Yeah, retail always seems to get it harder than other businesses. I was talking to an analyst, and he was like being hard on, maybe — I can’t remember which stock, and I was like, “You gave a thing to this one, which is a Ponzi scheme as far as I can tell.” You know what I mean? I’m watching closely, and it was interesting, the judged level of certain businesses.


And it was one of the car companies that closed, and I was like, “Come on, look at the economics.” But anyway, “It was the promise of someday.” I’m like, “Really?” It was interesting.


It’s interesting, retail really does ...

It’s our responsibility, really. I mean, it’s our responsibility to bring people along and educate them and understand why Stitch Fix is going to be successful over the longer term.

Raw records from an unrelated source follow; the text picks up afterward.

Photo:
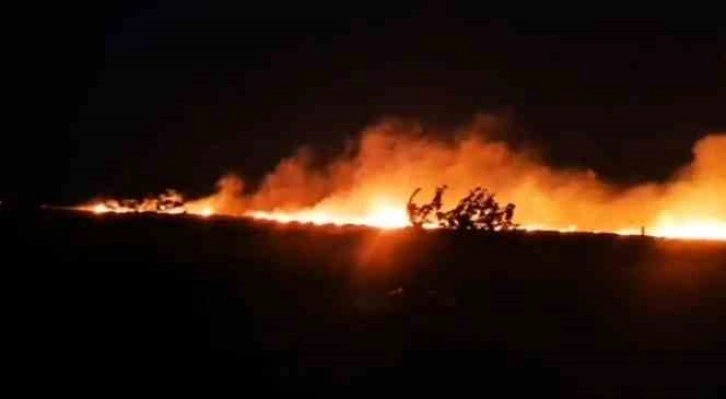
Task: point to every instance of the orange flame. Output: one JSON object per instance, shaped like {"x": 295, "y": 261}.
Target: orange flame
{"x": 370, "y": 186}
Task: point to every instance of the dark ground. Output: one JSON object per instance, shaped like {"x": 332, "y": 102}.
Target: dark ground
{"x": 111, "y": 304}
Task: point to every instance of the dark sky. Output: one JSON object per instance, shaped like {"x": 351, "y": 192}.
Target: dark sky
{"x": 133, "y": 97}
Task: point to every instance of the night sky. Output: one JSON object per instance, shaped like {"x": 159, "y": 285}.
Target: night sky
{"x": 133, "y": 97}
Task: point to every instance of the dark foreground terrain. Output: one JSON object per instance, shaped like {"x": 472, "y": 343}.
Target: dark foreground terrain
{"x": 107, "y": 304}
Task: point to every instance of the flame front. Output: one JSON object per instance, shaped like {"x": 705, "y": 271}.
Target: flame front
{"x": 370, "y": 186}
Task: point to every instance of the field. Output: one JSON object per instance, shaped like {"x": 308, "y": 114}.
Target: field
{"x": 123, "y": 303}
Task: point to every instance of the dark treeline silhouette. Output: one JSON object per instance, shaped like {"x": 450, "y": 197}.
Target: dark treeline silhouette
{"x": 207, "y": 307}
{"x": 477, "y": 211}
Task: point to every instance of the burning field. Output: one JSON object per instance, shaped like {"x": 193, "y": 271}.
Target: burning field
{"x": 311, "y": 282}
{"x": 370, "y": 182}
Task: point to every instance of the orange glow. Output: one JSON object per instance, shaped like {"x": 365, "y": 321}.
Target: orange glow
{"x": 371, "y": 184}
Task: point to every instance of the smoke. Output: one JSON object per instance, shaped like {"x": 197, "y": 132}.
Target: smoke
{"x": 394, "y": 157}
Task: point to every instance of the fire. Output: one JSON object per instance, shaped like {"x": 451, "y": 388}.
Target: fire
{"x": 371, "y": 184}
{"x": 387, "y": 216}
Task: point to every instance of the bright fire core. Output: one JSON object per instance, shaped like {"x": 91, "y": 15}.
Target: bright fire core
{"x": 371, "y": 185}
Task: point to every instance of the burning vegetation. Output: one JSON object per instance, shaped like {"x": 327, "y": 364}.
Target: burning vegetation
{"x": 369, "y": 182}
{"x": 477, "y": 211}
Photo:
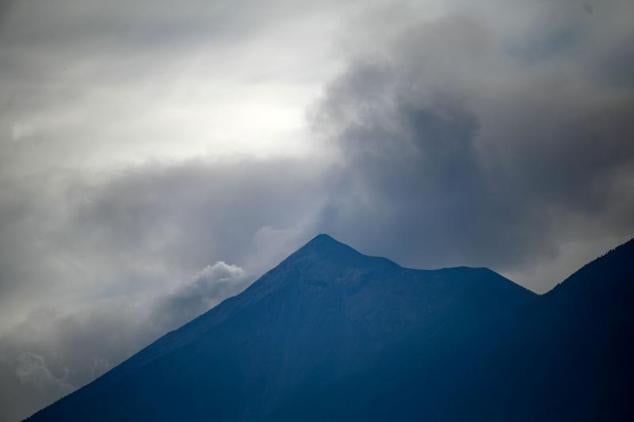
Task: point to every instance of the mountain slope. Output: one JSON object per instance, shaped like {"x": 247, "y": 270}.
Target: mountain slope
{"x": 326, "y": 333}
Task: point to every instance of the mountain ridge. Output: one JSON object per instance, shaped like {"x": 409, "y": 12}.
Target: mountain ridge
{"x": 313, "y": 335}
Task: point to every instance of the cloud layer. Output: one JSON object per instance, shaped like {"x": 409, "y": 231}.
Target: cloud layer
{"x": 154, "y": 160}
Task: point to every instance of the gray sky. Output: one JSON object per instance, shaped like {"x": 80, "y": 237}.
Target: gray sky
{"x": 156, "y": 156}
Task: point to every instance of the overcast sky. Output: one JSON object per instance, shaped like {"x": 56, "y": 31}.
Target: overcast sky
{"x": 157, "y": 156}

No, the interesting companies are coming out of retail.

Yeah, I believe so too.

The most interesting and innovative companies are 100 percent coming out of retail, no question.

Last question, I asked this to Megan Rapinoe last night. So, what’s the quality about you that people underestimate? She said she’s disarming, which is true, which is actually true. What do you think is your quality that people underestimate as a CEO, as an entrepreneur?

I think like, I mean, authentic is maybe the word? I have given up on pretending that I am anybody that I am not.


And so, the example I use a lot is using the word “like,” where, I mean, years, I was doing I forget, maybe a talk with you, I don’t remember. But I was doing a talk onstage and somebody tweeted at me or sent me a message on LinkedIn and it was like, “Hey, I loved your talk but you say ‘like’ too much and it makes you sound young and inexperienced.”

I remember that, it was me. Yeah, it was a talk with me.

Was it with you?


Yeah, and I was like, “I mean, I don’t know, like I am young and I am inexperienced. Why should I pretend that I’m old and full of experience?” And so, I think there are things like that, on the surface, that you might judge somebody because they are a certain way. And I think at one point I wanted to evolve those or change those, or show up in a way so that you wouldn’t think that about me.

And then now, I feel more like, “I should embrace those things, because there’s other people who say ‘like’ who would also be an amazing business leader, that maybe somebody is discounting because of it.” And so, I don’t know, I think it’s just the, is the word for that authenticity? I don’t know.


I’m just like, “I am who I am, and I’m not going to pretend to be anybody else.”

Right, right, that’s a good one. That’s a good one to end on. Katrina, thank you for coming on the show. It’s a really ...

Thank you for having me.

I use very few businesses, but I do use this one. I don’t know why, but I just enjoy it.

Irrational loyalty, I love it.

No, it’s not. It’s just enjoyable, I like it. I look forward to it. Like any product that, either I have products that either I find utilitarian, useful, entertain me, or it’s a must-have. I think those are the three things of products these days, as far as I can tell.

That’s great.

And if all of them are combined, that’s really great.


So yours is useful and entertaining. It’s not a must-have, like I can get clothes anywhere, right? But I don’t like shopping, so it’s perfect for me. I really do like your products, it’s great. This is not an ad for Stitch Fix! But I like it.